One-Time Tax on Overseas Dollars

The effect of implementing the plan on corporate distributions will depend on how the one-time tax on dollars held overseas is implemented. One possibility is to levy an immediate, 15-percent tax, perhaps adjusted with credits for taxes paid to other countries, then another 20-percent when the dollars are distributed. This would be a logical, consistent way to implement a reform, which taxes all income once at a maximum rate of 35 percent. Such a 15-percent tax might reduce the dollars these corporations have available to lend to other businesses. In order for this to avoid creating a credit squeeze, the U.S. government, operating through the Fed, would need to sterilize the reduction in credit by loaning more to the corporate sector. In the long run, it would encourage corporations to accumulate more cash, not reduce it.

More Cash to Shareholders?

I do not think Trump's plan will encourage corporations to distribute more cash to shareholders by paying dividends or by buying back shares. There are numerous transition issues which might confer windfall gains or losses on particular types of taxpayers, including President Trump himself. 

Consider, for example, an individual who owns commercial real estate as an individual, rather than through an LLC. To be consistent, the individual-owned business real estate should be taxed a rate of 15 percent plus 20 percent, which equals 35 percent, rather than at a lower rate. Consistency also requires that distributions from LLCs not be taxed additionally at 20 percent if the income has already been previously taxed. Business owners should get credit for taxes they have previously paid and not get a windfall for taxes they have not paid. 

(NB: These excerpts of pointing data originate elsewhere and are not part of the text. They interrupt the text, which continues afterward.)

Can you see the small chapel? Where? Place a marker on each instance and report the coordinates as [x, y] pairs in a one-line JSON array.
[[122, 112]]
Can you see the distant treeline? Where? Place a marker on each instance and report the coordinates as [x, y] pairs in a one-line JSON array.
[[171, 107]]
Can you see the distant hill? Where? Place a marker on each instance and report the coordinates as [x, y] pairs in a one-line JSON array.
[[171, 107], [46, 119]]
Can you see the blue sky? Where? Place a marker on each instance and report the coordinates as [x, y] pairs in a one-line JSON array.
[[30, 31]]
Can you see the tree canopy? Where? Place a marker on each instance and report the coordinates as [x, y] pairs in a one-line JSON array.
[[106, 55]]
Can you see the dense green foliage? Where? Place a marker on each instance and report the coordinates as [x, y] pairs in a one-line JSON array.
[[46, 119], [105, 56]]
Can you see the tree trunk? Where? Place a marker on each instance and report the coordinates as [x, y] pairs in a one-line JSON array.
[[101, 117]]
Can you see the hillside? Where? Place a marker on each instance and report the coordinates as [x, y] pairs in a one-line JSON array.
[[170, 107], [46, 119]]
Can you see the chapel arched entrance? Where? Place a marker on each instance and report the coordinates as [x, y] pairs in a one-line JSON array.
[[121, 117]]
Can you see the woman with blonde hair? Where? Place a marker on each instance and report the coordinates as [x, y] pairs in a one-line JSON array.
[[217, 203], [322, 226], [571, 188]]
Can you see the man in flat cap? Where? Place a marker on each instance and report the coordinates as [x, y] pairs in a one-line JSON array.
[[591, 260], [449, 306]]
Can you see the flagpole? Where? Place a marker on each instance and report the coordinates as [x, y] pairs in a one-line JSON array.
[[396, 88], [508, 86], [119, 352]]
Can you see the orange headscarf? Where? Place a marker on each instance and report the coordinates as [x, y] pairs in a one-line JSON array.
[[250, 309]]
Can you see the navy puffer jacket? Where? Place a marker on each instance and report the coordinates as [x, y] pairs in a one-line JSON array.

Trump's plan is consistent with fundamental tax reform that taxes all cash flows from wages and business activity once, at a maximum rate of 35 percent, at the time the income is converted from savings or business assets into personal consumption.


‘Pass-Through’ Proposal Asking for Abuse 

President Trump’s pass-through proposal is asking for abuse. Small business owners could easily reclassify expenses to be net income and vice versa. If one mechanism has a lower tax rate than the other, the reclassifications will take place. Ideally, all income is subject to the same rate at the personal level, thus eliminating the incentive to reclassify the income.

Housing Volatility 

Keeping the mortgage interest deduction and eliminating interest deductions at the corporate level would mean that housing becomes even more debt financed and companies more equity financed. This would make housing increasingly volatile.

Gaming the System

A one-time tax on accumulated foreign earnings rewards corporations that have moved operations to foreign jurisdictions for gaming the tax system. Firms in position to move profits abroad (by transfer pricing of intellectual capital) and who anticipated being subject to the tax on the differential, would see that tax liability fall from as high as 35 percent to perhaps 5-to-8-percent.

While Trump’s proposal disincentivizes stockpiling cash, it does not incentivize returning capital. Mature firms would have little use internally for repatriated cash. They would already have raised the money for any activity needing such funds… There is nothing wrong with dividends and repurchases [in the context of] returning capital to the owners of that capital so that they can optimally reallocate it to where better opportunities for using that capital exist.